Dienstag, 23. November 2010
i lost myself
zu zweit ist alles einfacher, sagt man. zu zweit lebt man glücklicher, sagt man. der tot ist die erlösung, sagt man auch.
was ist dann der sinn der zweisamkeit? ist es ein ewig andauender mutter komplex? ist es die suche nach dem was wir "zuflucht" nennen? ist es die gewissheit, das du wenn du stirbst nicht sofort vergessen wirst?
lebst du zu zweit, lebst du nicht mehr für dich. lebst du zu zweit, legst du deine träume in fesseln. lebst du zu zweit, ist es nicht ich sondern wir. lebst du zu zweit, bist du auch shizophren.

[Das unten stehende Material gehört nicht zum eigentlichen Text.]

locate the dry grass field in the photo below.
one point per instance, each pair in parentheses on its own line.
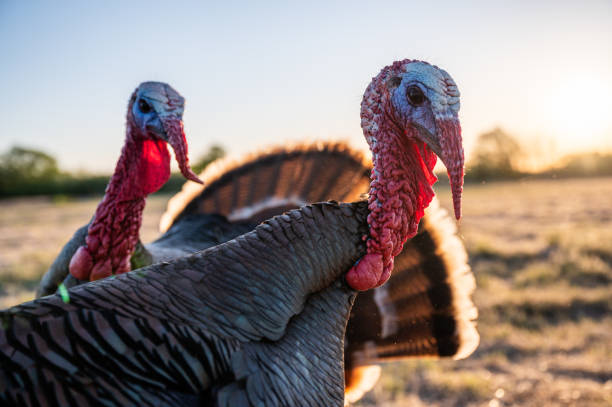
(542,255)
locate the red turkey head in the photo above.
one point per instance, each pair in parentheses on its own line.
(409,114)
(156,112)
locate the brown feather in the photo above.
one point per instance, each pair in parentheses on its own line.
(424,310)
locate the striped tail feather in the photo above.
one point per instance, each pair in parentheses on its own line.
(264,184)
(424,310)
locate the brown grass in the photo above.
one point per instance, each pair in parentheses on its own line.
(542,255)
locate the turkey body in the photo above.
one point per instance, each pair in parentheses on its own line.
(425,310)
(204,328)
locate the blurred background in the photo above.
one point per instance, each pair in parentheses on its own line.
(536,84)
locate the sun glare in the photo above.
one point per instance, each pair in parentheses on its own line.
(581,111)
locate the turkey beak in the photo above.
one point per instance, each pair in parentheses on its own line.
(175,135)
(445,142)
(450,151)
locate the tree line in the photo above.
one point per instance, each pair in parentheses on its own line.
(497,156)
(28,172)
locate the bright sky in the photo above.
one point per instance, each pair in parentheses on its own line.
(260,74)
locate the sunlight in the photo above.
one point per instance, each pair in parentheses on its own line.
(579,110)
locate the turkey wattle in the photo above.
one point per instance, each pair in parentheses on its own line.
(409,114)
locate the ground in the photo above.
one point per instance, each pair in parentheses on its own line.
(542,255)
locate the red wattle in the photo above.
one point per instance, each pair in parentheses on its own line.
(176,138)
(366,273)
(81,264)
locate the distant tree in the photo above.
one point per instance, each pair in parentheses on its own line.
(28,164)
(213,153)
(496,155)
(27,171)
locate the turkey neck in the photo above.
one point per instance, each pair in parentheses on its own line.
(399,192)
(142,168)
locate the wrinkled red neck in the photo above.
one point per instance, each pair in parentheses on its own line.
(144,166)
(400,191)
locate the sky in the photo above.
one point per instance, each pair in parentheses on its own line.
(261,73)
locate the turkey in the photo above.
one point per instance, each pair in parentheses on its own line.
(438,296)
(423,311)
(104,247)
(239,324)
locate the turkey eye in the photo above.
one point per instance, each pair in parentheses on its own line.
(143,106)
(415,95)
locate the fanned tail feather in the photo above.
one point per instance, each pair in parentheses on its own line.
(424,310)
(261,185)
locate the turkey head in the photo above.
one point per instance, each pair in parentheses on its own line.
(409,115)
(154,119)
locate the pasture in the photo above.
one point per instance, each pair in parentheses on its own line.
(541,251)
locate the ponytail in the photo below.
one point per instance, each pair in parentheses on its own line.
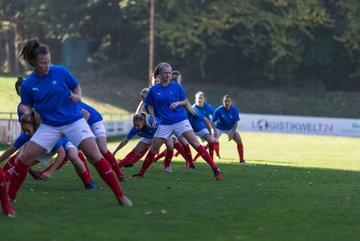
(32,49)
(141,116)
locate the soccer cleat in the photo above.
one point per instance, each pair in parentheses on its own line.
(123,200)
(167,169)
(35,174)
(9,211)
(91,185)
(217,174)
(136,176)
(122,178)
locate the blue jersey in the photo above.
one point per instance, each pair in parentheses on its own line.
(161,98)
(95,116)
(225,120)
(22,139)
(49,95)
(146,131)
(197,122)
(207,110)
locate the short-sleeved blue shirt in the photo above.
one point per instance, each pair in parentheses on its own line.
(21,140)
(197,122)
(161,98)
(49,95)
(95,116)
(207,110)
(146,131)
(225,120)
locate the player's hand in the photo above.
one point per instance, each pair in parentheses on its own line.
(45,176)
(231,136)
(75,98)
(174,105)
(24,109)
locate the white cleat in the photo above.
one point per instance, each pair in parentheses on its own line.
(123,200)
(168,169)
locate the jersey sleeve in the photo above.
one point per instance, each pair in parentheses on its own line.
(25,95)
(215,116)
(21,140)
(70,80)
(182,94)
(149,100)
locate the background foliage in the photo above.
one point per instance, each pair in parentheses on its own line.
(253,43)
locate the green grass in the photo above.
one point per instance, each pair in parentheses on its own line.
(293,187)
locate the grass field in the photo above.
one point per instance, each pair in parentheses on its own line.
(293,187)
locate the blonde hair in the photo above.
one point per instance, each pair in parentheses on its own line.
(141,116)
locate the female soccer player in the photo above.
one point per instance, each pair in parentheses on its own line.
(225,120)
(166,101)
(208,111)
(54,93)
(95,121)
(6,206)
(29,126)
(143,128)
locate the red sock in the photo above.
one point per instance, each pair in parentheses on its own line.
(196,157)
(241,151)
(7,175)
(217,148)
(17,178)
(188,154)
(106,173)
(10,163)
(205,155)
(211,149)
(85,177)
(140,155)
(168,158)
(3,190)
(128,159)
(161,155)
(181,150)
(147,162)
(83,159)
(111,159)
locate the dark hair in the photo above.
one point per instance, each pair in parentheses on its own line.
(18,83)
(226,97)
(176,72)
(157,70)
(32,49)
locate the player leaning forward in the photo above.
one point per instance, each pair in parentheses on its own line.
(54,93)
(166,101)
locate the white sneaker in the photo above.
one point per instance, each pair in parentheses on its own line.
(123,200)
(168,169)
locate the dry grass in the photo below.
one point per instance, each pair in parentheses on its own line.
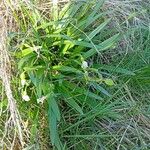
(13,134)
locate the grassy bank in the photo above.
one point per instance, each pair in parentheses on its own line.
(81,75)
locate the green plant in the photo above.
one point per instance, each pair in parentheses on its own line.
(54,57)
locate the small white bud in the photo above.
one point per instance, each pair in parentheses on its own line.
(41,100)
(84,65)
(25,96)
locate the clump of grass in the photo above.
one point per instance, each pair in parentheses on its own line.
(54,59)
(67,60)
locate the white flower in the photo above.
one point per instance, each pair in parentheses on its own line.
(25,96)
(41,100)
(84,65)
(23,82)
(55,2)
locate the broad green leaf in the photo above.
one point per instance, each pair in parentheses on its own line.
(54,105)
(66,69)
(24,52)
(52,125)
(109,82)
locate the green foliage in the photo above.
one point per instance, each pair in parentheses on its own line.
(54,57)
(65,75)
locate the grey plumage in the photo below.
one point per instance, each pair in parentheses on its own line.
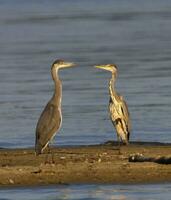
(118,108)
(50,120)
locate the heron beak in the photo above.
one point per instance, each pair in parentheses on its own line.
(68,64)
(102,67)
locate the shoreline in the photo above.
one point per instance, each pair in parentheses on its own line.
(90,164)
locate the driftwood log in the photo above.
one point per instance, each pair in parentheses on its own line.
(141,158)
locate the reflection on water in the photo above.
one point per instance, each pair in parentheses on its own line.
(85,192)
(134,34)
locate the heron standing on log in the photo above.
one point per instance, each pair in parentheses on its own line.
(50,120)
(118,109)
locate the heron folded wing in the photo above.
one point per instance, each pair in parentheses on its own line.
(125,114)
(48,124)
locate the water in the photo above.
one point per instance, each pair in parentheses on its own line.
(134,34)
(90,192)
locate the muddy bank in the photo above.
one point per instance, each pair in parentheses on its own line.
(84,164)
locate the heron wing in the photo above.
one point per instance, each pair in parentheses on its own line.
(125,114)
(49,122)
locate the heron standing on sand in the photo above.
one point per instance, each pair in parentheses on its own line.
(118,109)
(51,118)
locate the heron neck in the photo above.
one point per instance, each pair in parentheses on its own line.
(58,87)
(112,91)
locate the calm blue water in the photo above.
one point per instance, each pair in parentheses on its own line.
(134,34)
(90,192)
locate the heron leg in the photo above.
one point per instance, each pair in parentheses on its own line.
(119,145)
(49,151)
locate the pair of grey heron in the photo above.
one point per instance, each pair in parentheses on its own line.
(50,120)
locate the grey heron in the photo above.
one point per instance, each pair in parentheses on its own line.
(50,120)
(118,108)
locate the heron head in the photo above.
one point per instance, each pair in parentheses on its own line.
(59,64)
(109,67)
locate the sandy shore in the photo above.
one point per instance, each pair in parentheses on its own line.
(84,164)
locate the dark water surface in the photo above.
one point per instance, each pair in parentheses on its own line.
(134,34)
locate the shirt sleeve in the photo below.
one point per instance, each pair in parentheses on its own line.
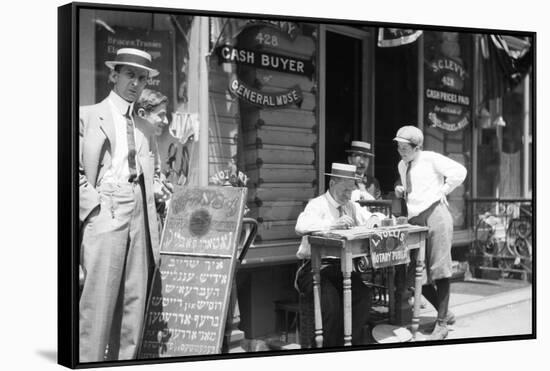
(453,172)
(401,169)
(312,219)
(362,214)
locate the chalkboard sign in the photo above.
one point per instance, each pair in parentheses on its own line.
(389,248)
(189,299)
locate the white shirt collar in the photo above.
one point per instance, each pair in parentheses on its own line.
(119,103)
(332,202)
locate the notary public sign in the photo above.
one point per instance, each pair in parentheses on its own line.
(389,248)
(187,307)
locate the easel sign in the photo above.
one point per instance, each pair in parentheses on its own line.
(189,299)
(389,248)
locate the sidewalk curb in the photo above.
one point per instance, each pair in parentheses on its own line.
(484,304)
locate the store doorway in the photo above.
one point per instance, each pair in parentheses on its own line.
(344,76)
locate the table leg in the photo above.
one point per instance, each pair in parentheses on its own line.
(390,279)
(420,266)
(316,271)
(346,263)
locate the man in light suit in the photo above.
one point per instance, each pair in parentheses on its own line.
(119,181)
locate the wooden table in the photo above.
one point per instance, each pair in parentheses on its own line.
(351,243)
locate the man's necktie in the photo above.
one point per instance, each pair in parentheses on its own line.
(131,146)
(408,179)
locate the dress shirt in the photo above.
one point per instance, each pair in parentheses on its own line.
(432,176)
(322,212)
(119,171)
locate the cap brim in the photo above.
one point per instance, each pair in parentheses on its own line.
(343,176)
(402,140)
(364,153)
(152,72)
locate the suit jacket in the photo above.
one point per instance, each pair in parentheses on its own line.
(97,143)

trotz allem sucht und strebt man nach dieser zweisamkeit. wenn du angst hast, wünschst du dir eine person an deiner seite. bist du schwach, wünschst du dir eine person als stütze. bist du alleine, wünschst du dir eine begleitperson. bist du alleine, ist eine tolle aussage.

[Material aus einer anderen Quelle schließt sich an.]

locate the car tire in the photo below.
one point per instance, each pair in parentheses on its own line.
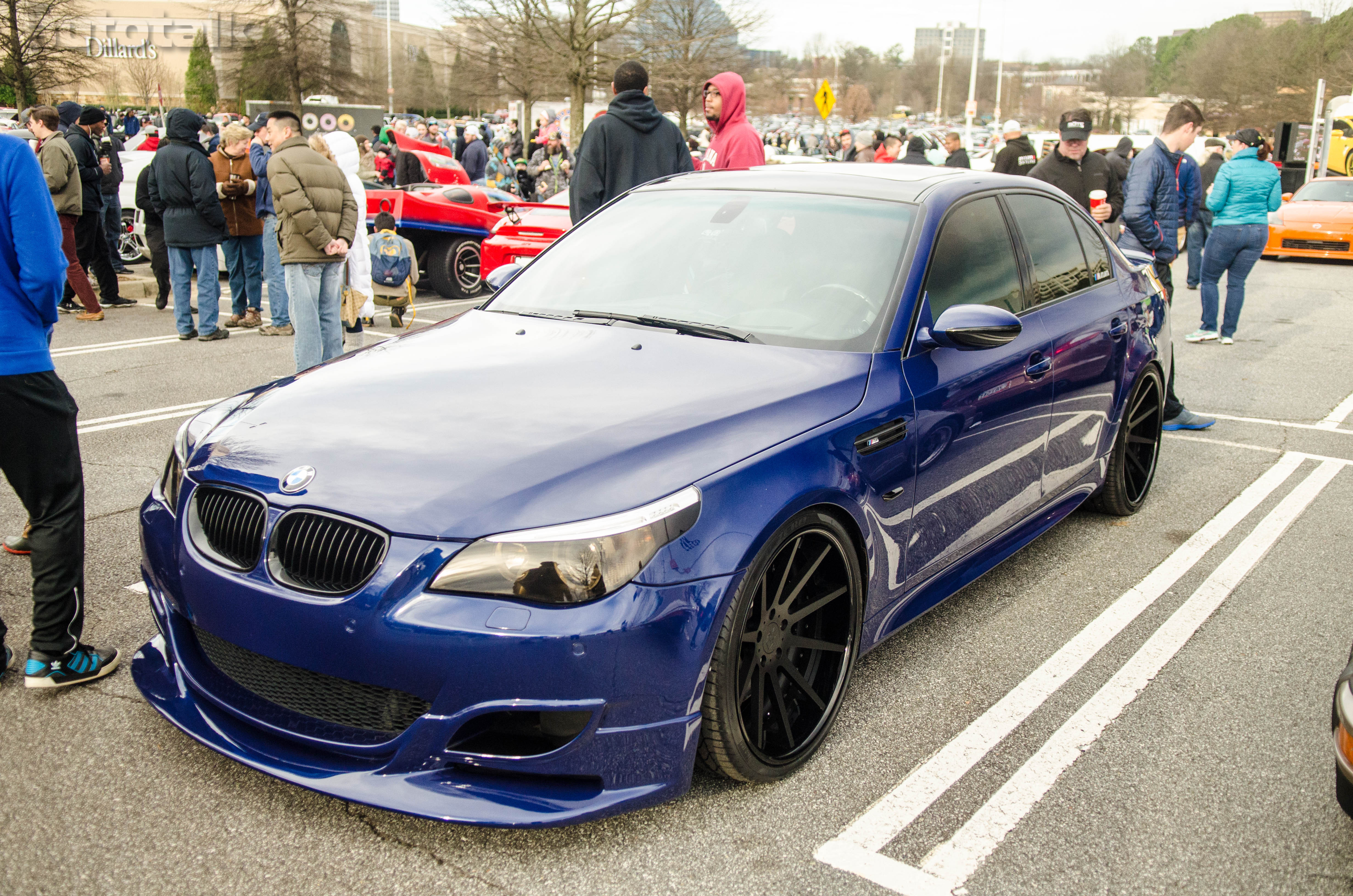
(1344,792)
(1132,466)
(454,268)
(796,614)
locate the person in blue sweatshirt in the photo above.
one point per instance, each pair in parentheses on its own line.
(40,453)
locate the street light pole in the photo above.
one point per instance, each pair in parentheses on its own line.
(390,66)
(972,80)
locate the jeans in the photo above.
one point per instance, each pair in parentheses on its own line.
(1197,237)
(40,455)
(1232,250)
(278,304)
(316,294)
(113,226)
(209,287)
(244,267)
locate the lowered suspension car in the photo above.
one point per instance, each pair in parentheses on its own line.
(657,497)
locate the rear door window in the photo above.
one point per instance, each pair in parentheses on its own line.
(1053,247)
(973,261)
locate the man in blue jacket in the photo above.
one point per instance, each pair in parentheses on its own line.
(279,305)
(40,453)
(1151,223)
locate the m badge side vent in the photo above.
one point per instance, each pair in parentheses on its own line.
(881,438)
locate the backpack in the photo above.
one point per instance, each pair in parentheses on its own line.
(390,261)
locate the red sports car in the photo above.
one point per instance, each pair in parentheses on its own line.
(447,224)
(527,232)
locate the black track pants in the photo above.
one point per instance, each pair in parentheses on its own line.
(40,455)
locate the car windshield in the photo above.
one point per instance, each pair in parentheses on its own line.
(1326,191)
(801,270)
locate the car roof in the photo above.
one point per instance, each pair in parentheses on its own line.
(900,183)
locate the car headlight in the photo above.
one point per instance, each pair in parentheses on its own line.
(189,436)
(573,562)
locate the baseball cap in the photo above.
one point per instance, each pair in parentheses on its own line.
(1075,125)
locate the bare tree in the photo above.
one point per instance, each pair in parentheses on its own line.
(298,41)
(36,57)
(685,43)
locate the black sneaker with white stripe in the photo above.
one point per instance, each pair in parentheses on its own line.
(83,664)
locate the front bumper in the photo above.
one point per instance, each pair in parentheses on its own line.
(634,661)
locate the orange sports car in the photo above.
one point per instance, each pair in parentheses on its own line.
(1314,223)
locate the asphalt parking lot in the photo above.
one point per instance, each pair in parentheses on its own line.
(1129,706)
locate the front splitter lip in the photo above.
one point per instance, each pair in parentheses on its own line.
(441,795)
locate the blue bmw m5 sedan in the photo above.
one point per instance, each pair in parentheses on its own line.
(655,499)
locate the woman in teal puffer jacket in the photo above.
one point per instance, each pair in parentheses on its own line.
(1247,189)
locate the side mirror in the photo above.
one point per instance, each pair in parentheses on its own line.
(500,277)
(972,328)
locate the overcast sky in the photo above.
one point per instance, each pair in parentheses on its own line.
(1031,30)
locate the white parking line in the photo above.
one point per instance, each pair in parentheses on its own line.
(139,418)
(979,838)
(1337,416)
(857,849)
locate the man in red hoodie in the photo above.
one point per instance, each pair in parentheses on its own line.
(737,143)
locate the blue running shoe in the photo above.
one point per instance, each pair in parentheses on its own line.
(83,664)
(1189,420)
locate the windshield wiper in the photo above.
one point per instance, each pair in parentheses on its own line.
(708,331)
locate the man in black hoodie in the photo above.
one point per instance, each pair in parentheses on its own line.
(630,145)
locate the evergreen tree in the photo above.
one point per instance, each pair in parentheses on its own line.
(199,90)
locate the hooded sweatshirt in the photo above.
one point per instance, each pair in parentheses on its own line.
(737,143)
(630,145)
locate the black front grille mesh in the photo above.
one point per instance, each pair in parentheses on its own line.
(232,524)
(310,693)
(325,554)
(1317,245)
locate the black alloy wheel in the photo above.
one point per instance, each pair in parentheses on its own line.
(454,268)
(1132,467)
(785,653)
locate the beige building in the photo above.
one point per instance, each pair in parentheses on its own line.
(141,51)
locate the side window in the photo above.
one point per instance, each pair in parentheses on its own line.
(1059,262)
(973,261)
(1092,240)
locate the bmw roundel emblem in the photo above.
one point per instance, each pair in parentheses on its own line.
(298,480)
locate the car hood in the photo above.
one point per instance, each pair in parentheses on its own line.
(493,423)
(1325,213)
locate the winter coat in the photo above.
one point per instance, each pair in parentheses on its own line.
(1245,191)
(313,201)
(359,258)
(476,159)
(63,175)
(630,145)
(239,209)
(1151,204)
(1017,158)
(915,153)
(737,143)
(91,175)
(1078,179)
(1118,159)
(144,200)
(550,178)
(259,158)
(1190,190)
(183,186)
(109,183)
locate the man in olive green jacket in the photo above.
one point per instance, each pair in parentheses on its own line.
(63,177)
(317,221)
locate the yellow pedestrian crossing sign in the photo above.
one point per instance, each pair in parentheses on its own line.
(824,99)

wann ist man denn alleine? wann ist es wirklich so das du alleine bist? ist es, wenn du im bett liegst, es kalt wird, und du nur durch den klang von musik ans leben erinnert wirst. ist es, wenn du nach ein paar zeiten der zweisamkeit auf einmal wieder alleine einschlafen sollst. gibt es ein alleine sein?